—Usted no puede acercarse a nosotros. Hay una orden de restricción —dijo Pablo.
—Muchachos, la justicia es lenta. Aquí y allá. Además, ¿qué van a hacer? ¿Van a avisarle a la moza que no puedo estar en la mesa con ustedes? Dejen, yo la llamo.
La moza se acercó y el cabo Polonio dijo «uan cofi».
—¿Café regular?
—El que quieras, linda —dijo en español.
—Si cree que no vamos a informar a nuestra abogada…
—Por lo visto y por lo oído, están apurados por llegar a Amarillo. ¿No me van a preguntar qué hago acá, cómo sé adónde van?
Nos quedamos callados.
—Bien, les cuento igual. Estoy haciendo una changuita. Unos amigos que ustedes ya conocen me contrataron, informalmente por supuesto, para no perderles pisada. A ellos se les hacía difícil porque tienen muchas ocupaciones. Me consiguieron un auto y todo. No es un Mercedes, pero anda lindo.
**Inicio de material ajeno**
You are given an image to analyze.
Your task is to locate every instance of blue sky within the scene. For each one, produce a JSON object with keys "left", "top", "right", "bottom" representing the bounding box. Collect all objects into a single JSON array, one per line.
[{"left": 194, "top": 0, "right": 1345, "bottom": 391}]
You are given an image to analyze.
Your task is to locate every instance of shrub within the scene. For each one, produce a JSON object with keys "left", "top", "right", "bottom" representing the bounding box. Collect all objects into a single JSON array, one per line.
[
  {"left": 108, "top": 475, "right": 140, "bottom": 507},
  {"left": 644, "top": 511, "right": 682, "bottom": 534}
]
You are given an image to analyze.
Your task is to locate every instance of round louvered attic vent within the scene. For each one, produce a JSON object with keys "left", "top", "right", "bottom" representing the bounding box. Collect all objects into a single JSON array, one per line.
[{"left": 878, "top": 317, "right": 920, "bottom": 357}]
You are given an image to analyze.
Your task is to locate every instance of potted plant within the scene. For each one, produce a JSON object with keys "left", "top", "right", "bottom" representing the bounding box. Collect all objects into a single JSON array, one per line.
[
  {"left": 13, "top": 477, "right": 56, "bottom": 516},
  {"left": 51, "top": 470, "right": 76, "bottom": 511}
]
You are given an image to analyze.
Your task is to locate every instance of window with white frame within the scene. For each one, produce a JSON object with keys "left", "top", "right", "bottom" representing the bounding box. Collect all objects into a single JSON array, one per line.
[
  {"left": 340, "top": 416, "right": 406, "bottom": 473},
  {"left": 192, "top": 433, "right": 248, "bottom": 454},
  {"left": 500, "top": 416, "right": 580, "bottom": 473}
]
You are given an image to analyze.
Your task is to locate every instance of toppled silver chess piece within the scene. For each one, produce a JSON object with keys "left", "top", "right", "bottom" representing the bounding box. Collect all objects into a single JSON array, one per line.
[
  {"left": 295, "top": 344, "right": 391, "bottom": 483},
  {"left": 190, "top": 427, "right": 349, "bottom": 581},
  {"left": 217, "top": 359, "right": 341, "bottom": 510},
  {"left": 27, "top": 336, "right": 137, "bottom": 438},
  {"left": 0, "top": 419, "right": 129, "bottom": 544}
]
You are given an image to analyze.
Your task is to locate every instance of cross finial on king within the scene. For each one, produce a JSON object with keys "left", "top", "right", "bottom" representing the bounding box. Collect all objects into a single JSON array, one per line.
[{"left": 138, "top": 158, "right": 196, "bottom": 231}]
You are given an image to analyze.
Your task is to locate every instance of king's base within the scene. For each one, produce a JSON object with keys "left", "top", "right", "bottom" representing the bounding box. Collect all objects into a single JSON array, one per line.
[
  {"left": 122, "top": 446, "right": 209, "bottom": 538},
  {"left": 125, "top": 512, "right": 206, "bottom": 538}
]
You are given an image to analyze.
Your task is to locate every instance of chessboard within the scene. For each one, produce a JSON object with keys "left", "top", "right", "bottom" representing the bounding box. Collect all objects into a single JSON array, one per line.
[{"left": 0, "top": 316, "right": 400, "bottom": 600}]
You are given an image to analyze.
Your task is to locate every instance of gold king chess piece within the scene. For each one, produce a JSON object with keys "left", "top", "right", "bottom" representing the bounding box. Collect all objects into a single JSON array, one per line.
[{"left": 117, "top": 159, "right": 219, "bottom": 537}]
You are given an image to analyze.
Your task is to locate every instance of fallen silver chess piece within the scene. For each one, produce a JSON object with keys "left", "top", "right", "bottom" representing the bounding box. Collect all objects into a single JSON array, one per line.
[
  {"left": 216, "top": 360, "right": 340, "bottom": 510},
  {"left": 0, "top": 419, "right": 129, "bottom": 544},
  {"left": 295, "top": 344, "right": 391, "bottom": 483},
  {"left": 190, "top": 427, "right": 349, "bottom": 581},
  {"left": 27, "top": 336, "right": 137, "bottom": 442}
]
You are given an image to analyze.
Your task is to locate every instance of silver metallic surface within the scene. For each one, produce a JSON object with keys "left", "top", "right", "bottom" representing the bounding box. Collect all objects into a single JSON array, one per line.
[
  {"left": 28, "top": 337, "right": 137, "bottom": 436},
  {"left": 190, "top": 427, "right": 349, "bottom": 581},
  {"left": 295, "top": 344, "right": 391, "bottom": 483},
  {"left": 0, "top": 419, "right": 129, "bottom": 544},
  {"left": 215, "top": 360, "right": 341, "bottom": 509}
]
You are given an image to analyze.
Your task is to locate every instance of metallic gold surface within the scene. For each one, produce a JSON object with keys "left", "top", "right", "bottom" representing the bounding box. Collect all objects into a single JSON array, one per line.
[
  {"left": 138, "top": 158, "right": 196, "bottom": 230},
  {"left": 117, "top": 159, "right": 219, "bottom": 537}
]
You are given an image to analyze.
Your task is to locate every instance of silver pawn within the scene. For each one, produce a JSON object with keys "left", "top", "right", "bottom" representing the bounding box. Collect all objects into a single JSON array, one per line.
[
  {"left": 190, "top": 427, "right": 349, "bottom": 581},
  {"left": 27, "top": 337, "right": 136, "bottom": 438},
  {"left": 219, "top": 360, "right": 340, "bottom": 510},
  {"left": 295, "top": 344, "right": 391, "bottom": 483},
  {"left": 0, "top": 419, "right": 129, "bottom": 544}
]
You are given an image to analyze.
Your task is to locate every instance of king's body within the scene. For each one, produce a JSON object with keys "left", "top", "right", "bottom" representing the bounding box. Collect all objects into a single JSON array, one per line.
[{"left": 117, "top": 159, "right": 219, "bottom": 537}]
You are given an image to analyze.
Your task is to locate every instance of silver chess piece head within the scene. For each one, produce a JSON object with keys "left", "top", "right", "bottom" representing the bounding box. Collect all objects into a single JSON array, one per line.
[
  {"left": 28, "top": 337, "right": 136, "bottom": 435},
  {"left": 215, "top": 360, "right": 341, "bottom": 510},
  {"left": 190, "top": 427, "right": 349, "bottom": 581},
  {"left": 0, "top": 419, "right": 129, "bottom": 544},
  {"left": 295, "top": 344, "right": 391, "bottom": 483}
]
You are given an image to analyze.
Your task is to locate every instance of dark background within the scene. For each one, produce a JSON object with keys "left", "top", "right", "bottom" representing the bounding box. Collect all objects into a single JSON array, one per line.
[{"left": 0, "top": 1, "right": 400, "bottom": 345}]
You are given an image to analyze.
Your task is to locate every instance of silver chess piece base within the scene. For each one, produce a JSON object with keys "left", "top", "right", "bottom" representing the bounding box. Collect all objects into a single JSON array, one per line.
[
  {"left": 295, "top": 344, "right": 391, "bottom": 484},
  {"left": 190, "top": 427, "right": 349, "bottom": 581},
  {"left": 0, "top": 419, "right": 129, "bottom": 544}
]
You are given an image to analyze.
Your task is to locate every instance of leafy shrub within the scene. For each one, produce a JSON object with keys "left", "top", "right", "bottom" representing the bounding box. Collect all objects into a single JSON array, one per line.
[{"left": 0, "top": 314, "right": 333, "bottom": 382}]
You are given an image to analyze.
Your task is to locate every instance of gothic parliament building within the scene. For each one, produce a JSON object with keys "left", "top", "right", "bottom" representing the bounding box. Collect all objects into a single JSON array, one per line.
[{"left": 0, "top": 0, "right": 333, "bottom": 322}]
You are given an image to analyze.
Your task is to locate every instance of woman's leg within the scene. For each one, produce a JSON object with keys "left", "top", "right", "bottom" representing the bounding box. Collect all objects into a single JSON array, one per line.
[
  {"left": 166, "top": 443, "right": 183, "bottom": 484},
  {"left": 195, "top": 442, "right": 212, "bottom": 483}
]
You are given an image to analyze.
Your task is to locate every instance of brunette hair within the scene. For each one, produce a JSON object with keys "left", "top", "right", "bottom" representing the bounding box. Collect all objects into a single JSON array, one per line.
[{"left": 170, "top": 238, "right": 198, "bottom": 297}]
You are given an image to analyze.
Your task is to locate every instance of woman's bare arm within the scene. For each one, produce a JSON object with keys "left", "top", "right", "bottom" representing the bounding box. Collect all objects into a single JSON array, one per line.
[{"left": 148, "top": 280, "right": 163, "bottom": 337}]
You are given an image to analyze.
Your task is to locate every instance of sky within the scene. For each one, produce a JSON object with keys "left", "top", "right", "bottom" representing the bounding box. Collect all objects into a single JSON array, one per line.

Cuando vi que se bajaron acá del ómnibus, pensé que se iban a quedar en Oklahoma. Pero al ver que querían sacar otro pasaje, fui detrás de ustedes a la ventanilla de ventas y le pregunté a la vendedora. Qué increíble, le mostré mi placa de policía de la Bonaerense y fue suficiente para que respondiera a todas mis preguntas. La placa de policía es un lenguaje universal.
Se tomaba su café con la tranquilidad de un amigo que contaba una anécdota graciosa.
—Si quieren, puedo alcanzarlos hasta Amarillo.
—No, gracias.
—Bien, no importa. Yo voy a estar cerca de ustedes. No lo tomen como una amenaza, pero la verdad es que me interesa muy poco lo que van a hacer a ese lugar. Yo lo único que quiero es una oportunidad de que nos quedemos a solas. Ustedes y yo. Insisto: no lo tomen como una amenaza. Es más bien una profecía: estoy seguro de que por lo menos uno de ustedes se va a quedar en algún cementerio de Norteamérica.
Se levantó y se fue con paso cansino. Encima, no pagó su café.